Even in my head, I didn't like the sound of that.
His
father, then. My sperm donor.

He sat cross-legged in front of the stone, holding his chin in his hands. I was glad he had no light—he might have noticed the freshly bent grass where I'd trampled the same spot.

Malachi ran his fingers through his hair, pushing it out of his face, and returned his chin to his palms. I half expected him to start talking, either to himself, his dad, or to God, but he did not indulge. Instead he sat there with his head cocked as if he was paying very close attention to something I couldn't hear.

Now I was annoyed with us both—me for following him and not leaving sooner, and him for sitting there like an idiot.

Suddenly his head jerked up. "Where?" he asked, his voice louder than before. He swiveled his storklike head, nose in the air. "Where?" he asked again. "I know, but . . . I can do it. But. But. Okay. Not now." Then he bolted back towards the fence, hopping over it with a spindly-legged leap and disappearing down the hill.

My eyes were wide. He had successfully creeped me out.

I shook my head and flipped my light back on, making to leave as well. The bulb flickered and sputtered, then fizzed. I knocked it against a tombstone, but this only offended it more, and it died altogether. Oh well. There was light enough to see by the moon, at least to get myself back to the car. Despite my confidence in the lunar illumination, I got myself turned around and ended up farther down the hill, away from the gate but still within sight of my vehicle. I grumbled at myself, slung one leg over the fence and brought the other down behind it, dropping my shin down on something very hard that was hidden in the grass just outside the ironwork barrier.

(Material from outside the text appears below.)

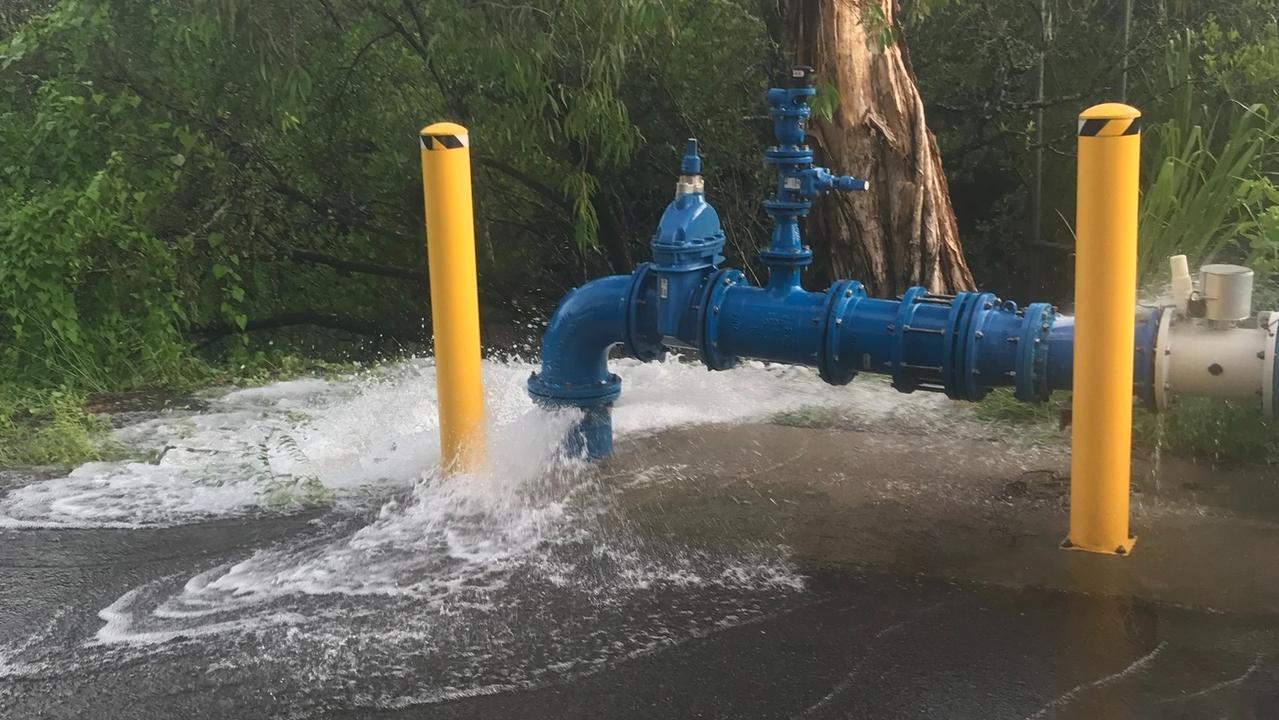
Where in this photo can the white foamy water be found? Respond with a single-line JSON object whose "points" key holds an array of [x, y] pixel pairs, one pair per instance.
{"points": [[301, 443], [409, 588]]}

Cursing all the way, I sat on the ground and lifted my jeans enough to see that I wasn't bleeding so badly that I should worry. I rolled my pants leg back down and felt around in the grass until I located the source of my pain.

The weeds were high outside the family plot. In the dark, there was no way I could have seen and avoided the little stone. This was another marker, a grave set beyond the elitist dead of the Dufresne clan. I held the grass away and ran my fingers over the worn carving. With a bit of patience, I made out the inscription.